Question

For each positive integer \( n \), let \[ x_n = 1 + \frac{1}{2} + \frac{1}{3} + \cdots + \frac{1}{n} - \log n \]
and \[ y_n = \int_1^n \frac{\cos t}{t^2} \, dt. \]
Which ONE of the following statements about the sequences \( (x_n) \) and \( (y_n) \) is TRUE?

• A. \( (x_n) \) and \( (y_n) \) are convergent.
• B. \( (x_n) \) is convergent and \( (y_n) \) is not convergent.
• C. \( (x_n) \) is not convergent and \( (y_n) \) is convergent.
• D. \( (x_n) \) is not convergent and \( (y_n) \) is not convergent.

Hint:

When analyzing convergence of sequences, consider the behavior of the individual terms and compare them with known convergent series or integrals.

Answer 1

The Correct Option is A

Step 1: Look at $x_n$.
Here $x_n = 1+\tfrac12+\cdots+\tfrac1n - \log n$. This is the classic sequence whose limit is the Euler constant $\gamma$.

Step 2: Show $x_n$ settles down.
The gap $x_n - x_{n+1} = \log\!\frac{n+1}{n} - \frac{1}{n+1}$ stays positive and small, and the terms are bounded below by $0$. A bounded monotone sequence converges, so $(x_n)$ has a finite limit.

Step 3: Look at $y_n$.
We have $y_n = \int_1^n \frac{\cos t}{t^2}\,dt$. Compare sizes: $\left|\frac{\cos t}{t^2}\right| \le \frac{1}{t^2}$.

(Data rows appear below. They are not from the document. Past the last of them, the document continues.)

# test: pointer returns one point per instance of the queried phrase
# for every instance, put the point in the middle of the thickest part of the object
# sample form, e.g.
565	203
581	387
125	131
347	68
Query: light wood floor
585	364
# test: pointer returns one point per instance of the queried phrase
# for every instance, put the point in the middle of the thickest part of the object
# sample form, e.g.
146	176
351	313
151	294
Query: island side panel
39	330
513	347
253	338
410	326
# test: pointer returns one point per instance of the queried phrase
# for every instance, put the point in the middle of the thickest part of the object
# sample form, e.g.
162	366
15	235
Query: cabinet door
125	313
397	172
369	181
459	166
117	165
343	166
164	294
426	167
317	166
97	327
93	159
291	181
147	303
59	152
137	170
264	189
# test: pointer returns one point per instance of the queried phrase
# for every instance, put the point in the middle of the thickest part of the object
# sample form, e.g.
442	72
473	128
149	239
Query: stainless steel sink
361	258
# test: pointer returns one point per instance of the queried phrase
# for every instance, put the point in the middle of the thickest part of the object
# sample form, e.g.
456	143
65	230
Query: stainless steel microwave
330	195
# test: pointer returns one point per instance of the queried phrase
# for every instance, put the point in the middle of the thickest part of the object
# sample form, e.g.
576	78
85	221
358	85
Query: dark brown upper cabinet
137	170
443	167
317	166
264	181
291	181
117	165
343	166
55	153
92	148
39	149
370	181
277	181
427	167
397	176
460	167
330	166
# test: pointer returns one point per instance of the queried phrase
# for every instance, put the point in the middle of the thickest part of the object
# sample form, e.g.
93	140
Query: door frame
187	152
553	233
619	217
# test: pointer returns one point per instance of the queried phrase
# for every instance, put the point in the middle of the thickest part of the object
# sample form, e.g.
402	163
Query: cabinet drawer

Step 4: The integral converges.
Since $\int_1^{\infty} \frac{1}{t^2}\,dt = 1$ is finite, the integral of $\frac{\cos t}{t^2}$ converges absolutely. So $(y_n)$ also tends to a finite value.

Step 5: Conclusion.
Both sequences converge. So the right choice is the one saying both are convergent, which is option A.
\[ \boxed{\text{Both } (x_n) \text{ and } (y_n) \text{ converge (option A)}} \]